Dear family,

This week went by really quickly! We had another week full of good things, and I have been growing more excited about the work here in Tuguegarao.

First, we went to Cauayan last Wednesday, to the mission home, for ‘new missionary training,’ aka, an excuse for the new missionaries to see their batchmates (that’s what they call people who come into the field at the same time) again after 3 weeks, so that was really fun. Cauayan is about 2.5 hours away, so we had a lot of driving time….we took a bus down there, then came back in a really overly crowded van. I’ll tell you more about what we did in Cauayan in a bit, but I just wanted to say before I forgot, that I finally was able to get all of your dearelders! I think I only get them at transfers, when somebody brings them all back from the mission home. So that’s why I haven’t been responding to those. haha I had like twenty dearelders, it was great. I also got a couple letters!! One from Sister Sarah Eden and one from two of my loovely lacrosse girls 🙂 🙂

I’m in the city, so…we don’t really walk through water. it doesn’t really flood here where we are. Our street floods some, but just enough that we can still walk around it in the mud. The other streets are cement or asphalt besides the little back and in-between streets. I bought rubber shoes here that I wear every day because we take our shoes off going into people’s houses and undoing straps on shoes every half hour got pretty annoying. I sometimes wear my other shoes on pday or if I know I won’t be taking my shoes off, but usually I just wear my rubber ones. Also, my black flats I took to the MTC got stolen by our lovely local neighborhood dogs and chewed up. They also stole one of my sandals and the back of that is all chewed up, too. I reeeealllyyyyyy……..pretty much hate those dogs. There are tons of them. everywhere. Snd at night, there are always like 30  of them barking, and that’s not an exaggeration, haha. So we keep our shoes inside now (we have a gate, but if it’s not locked (and we can’t keep it locked during the day because…we’re too short to open it from the outside. We tried that once when we were in a hurry and locked out. I had to reach up through the top of it and pull the handle…standing tippy-toe on the ledge, but when I unlocked it my weight pulled it open backwards and I was hanging from the gate from my arm until I could get pushed forward to get my arm out…haha it hurt. My arm was bruised for a week but it’s fine. kaya (that’s why/so), we don’t keep our gate locked besides at night.) The dogs will come in and steal our things.
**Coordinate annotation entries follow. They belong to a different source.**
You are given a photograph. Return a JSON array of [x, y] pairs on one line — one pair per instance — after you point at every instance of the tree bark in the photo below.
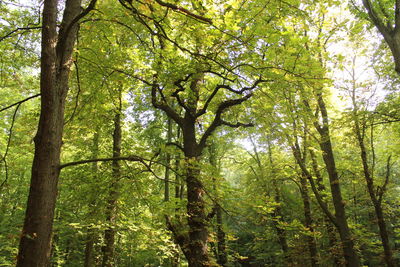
[[111, 212], [35, 242], [222, 258], [90, 233], [328, 224], [371, 188], [349, 252], [197, 221], [312, 246]]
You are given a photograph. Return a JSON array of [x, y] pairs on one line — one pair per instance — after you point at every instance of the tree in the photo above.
[[55, 66]]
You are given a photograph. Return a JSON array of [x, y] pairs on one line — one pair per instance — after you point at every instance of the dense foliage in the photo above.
[[206, 133]]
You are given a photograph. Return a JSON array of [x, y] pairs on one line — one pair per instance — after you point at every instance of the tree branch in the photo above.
[[17, 30], [19, 102], [218, 120], [184, 11]]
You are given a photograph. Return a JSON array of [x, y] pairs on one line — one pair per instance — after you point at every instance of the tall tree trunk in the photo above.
[[222, 258], [111, 212], [90, 234], [328, 224], [349, 252], [277, 213], [168, 162], [35, 243], [375, 198], [312, 246], [198, 233]]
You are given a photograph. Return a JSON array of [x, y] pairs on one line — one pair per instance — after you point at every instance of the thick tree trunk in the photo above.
[[197, 221], [35, 243], [349, 252], [111, 212], [168, 162], [90, 234], [222, 258], [312, 246], [372, 193], [336, 256]]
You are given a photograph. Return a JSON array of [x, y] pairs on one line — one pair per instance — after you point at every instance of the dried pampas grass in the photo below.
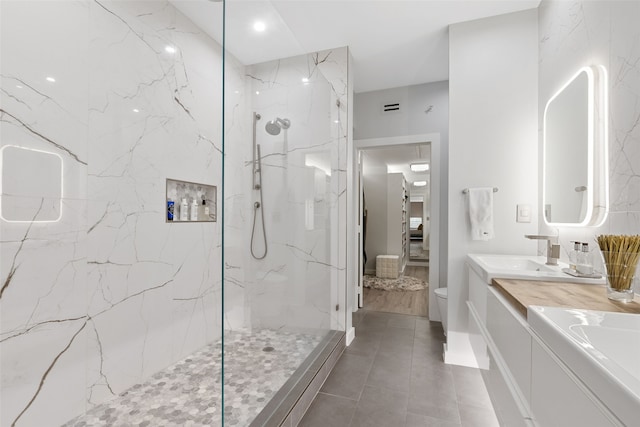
[[621, 254]]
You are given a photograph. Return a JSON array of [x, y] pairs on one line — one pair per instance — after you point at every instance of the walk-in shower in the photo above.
[[130, 312]]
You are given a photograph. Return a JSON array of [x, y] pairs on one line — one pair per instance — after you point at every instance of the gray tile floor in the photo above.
[[393, 375]]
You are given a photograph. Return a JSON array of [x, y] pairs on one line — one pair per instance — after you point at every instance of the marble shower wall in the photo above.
[[577, 33], [296, 286], [110, 293]]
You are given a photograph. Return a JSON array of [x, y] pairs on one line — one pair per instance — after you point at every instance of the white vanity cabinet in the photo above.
[[491, 330], [528, 384], [558, 397], [510, 333]]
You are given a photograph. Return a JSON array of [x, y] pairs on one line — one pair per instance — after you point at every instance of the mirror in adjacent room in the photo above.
[[574, 151]]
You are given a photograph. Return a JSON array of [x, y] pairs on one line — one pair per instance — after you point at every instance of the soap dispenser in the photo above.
[[584, 264]]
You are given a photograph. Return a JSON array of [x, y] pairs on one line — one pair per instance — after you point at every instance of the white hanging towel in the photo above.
[[481, 213]]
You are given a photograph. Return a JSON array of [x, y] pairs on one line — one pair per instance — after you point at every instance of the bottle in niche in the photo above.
[[194, 210], [584, 265], [170, 209], [573, 256], [184, 210], [203, 211]]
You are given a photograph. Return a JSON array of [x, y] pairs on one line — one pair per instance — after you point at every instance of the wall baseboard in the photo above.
[[351, 334]]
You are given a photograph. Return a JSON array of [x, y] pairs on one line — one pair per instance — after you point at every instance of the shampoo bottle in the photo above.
[[203, 211], [184, 210], [573, 256], [584, 265], [194, 210]]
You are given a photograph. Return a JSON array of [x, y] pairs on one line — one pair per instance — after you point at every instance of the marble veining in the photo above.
[[110, 294]]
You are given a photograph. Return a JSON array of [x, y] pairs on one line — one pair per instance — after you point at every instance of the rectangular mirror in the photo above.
[[575, 177]]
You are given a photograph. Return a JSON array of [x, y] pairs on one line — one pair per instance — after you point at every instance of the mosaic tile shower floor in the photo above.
[[188, 393]]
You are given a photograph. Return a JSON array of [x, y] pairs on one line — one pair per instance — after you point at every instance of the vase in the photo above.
[[621, 274]]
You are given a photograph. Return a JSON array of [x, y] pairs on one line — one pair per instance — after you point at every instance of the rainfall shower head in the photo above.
[[274, 126]]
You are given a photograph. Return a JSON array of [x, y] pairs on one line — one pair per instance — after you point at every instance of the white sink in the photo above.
[[601, 348], [490, 266]]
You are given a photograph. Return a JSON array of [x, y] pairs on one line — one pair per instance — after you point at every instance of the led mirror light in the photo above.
[[575, 160]]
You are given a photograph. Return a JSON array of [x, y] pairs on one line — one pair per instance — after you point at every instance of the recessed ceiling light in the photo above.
[[419, 167]]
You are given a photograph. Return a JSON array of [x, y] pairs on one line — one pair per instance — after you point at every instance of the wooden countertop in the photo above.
[[523, 293]]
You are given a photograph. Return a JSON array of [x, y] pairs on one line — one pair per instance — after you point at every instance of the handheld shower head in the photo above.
[[273, 127]]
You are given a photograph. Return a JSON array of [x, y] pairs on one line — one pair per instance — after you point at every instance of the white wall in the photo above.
[[375, 193], [578, 33], [492, 143]]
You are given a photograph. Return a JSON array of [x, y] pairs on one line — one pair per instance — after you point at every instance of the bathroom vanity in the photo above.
[[536, 372]]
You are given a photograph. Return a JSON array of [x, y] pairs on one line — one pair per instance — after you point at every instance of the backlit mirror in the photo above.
[[574, 151]]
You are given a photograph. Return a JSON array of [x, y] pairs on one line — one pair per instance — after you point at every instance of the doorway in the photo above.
[[371, 173]]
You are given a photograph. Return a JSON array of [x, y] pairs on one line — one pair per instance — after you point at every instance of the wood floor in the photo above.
[[404, 302]]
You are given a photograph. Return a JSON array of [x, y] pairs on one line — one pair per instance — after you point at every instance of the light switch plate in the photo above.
[[523, 213]]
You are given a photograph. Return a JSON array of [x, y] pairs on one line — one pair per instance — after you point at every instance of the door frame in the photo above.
[[354, 206]]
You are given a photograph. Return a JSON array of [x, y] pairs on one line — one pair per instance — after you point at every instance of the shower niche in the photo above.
[[190, 202]]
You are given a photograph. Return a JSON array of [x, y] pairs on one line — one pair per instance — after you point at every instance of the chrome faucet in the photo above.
[[553, 248]]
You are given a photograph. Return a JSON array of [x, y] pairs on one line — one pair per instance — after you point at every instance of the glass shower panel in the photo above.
[[285, 210]]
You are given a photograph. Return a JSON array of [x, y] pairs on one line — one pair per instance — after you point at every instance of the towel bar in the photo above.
[[466, 190]]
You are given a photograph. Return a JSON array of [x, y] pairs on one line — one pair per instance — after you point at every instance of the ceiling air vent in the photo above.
[[392, 107]]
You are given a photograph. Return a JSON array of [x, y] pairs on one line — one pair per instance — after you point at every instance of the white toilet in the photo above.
[[441, 299]]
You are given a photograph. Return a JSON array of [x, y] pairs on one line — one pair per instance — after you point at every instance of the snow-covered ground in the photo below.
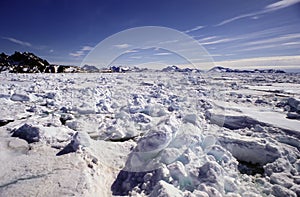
[[150, 134]]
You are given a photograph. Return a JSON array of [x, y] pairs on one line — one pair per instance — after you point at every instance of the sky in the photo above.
[[235, 33]]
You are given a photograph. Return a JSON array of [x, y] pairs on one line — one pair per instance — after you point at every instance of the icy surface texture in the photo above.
[[150, 134]]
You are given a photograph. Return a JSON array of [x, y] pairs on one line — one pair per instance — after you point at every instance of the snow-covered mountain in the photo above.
[[89, 68], [30, 63], [177, 69], [221, 69]]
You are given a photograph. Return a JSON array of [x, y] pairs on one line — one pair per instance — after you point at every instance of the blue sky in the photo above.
[[236, 33]]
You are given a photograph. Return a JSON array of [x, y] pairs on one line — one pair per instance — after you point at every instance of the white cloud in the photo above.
[[131, 51], [217, 41], [122, 46], [207, 38], [280, 5], [193, 29], [136, 57], [168, 42], [82, 51], [269, 8], [87, 48], [77, 54], [27, 44], [283, 38], [279, 62], [162, 54]]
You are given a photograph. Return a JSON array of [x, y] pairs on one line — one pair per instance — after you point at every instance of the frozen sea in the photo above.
[[150, 134]]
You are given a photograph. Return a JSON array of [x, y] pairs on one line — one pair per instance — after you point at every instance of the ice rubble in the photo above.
[[168, 136]]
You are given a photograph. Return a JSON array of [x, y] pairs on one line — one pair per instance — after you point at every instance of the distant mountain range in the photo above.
[[220, 69], [30, 63]]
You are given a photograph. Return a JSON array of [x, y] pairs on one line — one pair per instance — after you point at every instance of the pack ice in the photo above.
[[150, 134]]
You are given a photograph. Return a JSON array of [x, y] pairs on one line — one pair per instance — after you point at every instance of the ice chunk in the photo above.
[[212, 174], [19, 97], [163, 189], [27, 132], [280, 191]]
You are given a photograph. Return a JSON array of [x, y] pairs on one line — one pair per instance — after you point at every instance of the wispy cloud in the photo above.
[[81, 52], [160, 54], [280, 62], [136, 57], [223, 40], [269, 8], [168, 42], [194, 29], [283, 38], [16, 41], [122, 46]]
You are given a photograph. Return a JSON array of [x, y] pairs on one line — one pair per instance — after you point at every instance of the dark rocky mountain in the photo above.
[[88, 68], [119, 69], [177, 69], [221, 69], [30, 63]]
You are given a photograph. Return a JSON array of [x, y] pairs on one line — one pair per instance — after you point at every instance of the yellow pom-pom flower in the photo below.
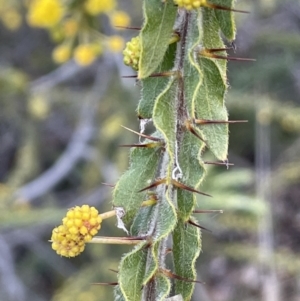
[[132, 53], [45, 13], [115, 43], [61, 53], [85, 54], [79, 226], [119, 18], [190, 4], [64, 244], [95, 7], [83, 222]]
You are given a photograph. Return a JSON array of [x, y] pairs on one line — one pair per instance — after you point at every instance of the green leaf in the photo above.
[[186, 249], [152, 263], [155, 34], [153, 86], [142, 170], [164, 119], [226, 18], [193, 172], [166, 216], [192, 73], [131, 272], [142, 220], [210, 105], [118, 296], [211, 38], [163, 287]]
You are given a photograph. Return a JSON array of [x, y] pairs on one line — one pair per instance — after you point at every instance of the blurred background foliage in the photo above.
[[59, 136]]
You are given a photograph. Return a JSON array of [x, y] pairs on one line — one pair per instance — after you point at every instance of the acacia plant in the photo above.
[[181, 62]]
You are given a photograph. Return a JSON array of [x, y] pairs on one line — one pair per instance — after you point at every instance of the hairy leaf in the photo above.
[[193, 173], [131, 273], [142, 170], [186, 249], [153, 86], [226, 19], [163, 287], [156, 34], [164, 119]]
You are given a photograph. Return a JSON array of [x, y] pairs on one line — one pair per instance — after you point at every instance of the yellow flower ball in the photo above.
[[119, 18], [82, 221], [190, 4], [79, 226], [86, 54], [132, 53], [95, 7], [64, 244], [115, 43], [61, 54], [45, 13]]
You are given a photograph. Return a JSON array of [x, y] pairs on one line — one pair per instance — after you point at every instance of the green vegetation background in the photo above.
[[59, 136]]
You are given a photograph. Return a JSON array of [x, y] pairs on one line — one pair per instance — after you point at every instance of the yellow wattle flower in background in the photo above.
[[95, 7], [78, 227], [119, 18], [44, 13], [190, 4], [11, 18], [70, 27], [115, 43], [61, 53], [85, 54]]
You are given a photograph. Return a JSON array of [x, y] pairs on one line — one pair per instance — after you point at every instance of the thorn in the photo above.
[[218, 163], [211, 50], [142, 135], [206, 121], [185, 187], [144, 145], [128, 27], [114, 271], [154, 184], [198, 226], [174, 276], [215, 6], [209, 54], [106, 283], [207, 211], [109, 185], [161, 74], [129, 76], [192, 130]]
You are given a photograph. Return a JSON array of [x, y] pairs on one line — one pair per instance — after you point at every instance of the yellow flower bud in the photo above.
[[45, 13], [85, 54], [119, 18], [132, 53]]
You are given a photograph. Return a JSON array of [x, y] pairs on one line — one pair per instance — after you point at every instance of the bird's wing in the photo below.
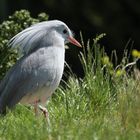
[[20, 81]]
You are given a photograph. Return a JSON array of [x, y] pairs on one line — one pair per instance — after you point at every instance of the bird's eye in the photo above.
[[64, 31]]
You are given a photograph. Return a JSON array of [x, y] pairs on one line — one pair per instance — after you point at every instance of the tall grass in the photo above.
[[105, 104]]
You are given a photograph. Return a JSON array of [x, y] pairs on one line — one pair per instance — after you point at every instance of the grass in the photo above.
[[105, 104]]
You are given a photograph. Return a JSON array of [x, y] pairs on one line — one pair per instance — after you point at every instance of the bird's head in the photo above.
[[47, 33], [60, 30]]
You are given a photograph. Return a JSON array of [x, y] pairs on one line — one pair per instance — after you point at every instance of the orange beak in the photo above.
[[74, 41]]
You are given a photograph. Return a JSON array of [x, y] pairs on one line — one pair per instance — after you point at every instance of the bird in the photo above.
[[38, 72]]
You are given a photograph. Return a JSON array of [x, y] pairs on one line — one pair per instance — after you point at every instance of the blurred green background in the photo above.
[[119, 19]]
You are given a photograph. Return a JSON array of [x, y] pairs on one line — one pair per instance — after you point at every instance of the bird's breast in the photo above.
[[46, 66]]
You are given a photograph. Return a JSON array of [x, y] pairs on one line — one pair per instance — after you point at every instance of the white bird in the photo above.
[[37, 74]]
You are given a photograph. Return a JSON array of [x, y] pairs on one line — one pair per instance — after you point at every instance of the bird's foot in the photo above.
[[44, 111]]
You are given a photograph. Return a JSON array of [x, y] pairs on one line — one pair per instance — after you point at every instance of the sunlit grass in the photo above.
[[105, 104]]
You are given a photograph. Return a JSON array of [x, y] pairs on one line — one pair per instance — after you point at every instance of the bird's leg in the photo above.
[[44, 110]]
Aight, so this week we had some great lessons with Jovic, Jane, Jamayla, and Jomel (the last three are siblings and jovic is their cousin). They are really fun to teach. lots of questions, lots of discussion, and…it’s just super great. They all kept their Book of Mormon reading commitment this week which was soooobrang masaya! super happy! We also had a great lesson with Gail and Angela, teenage children of LA members. It was the second or third time we taught, and by the end they started asking questions about what they needed to do to get baptized and it’s pretty great to extend a baptismal invitation by saying, ‘…gusto mo ba mabinyagan?” haha…”do you want to get baptized?” And they were like, opo! haha so that was really unexpected, but great. our other sister with a baptismal date…haha it’s tricky because she just gave birth this week, so….that’s all crazy.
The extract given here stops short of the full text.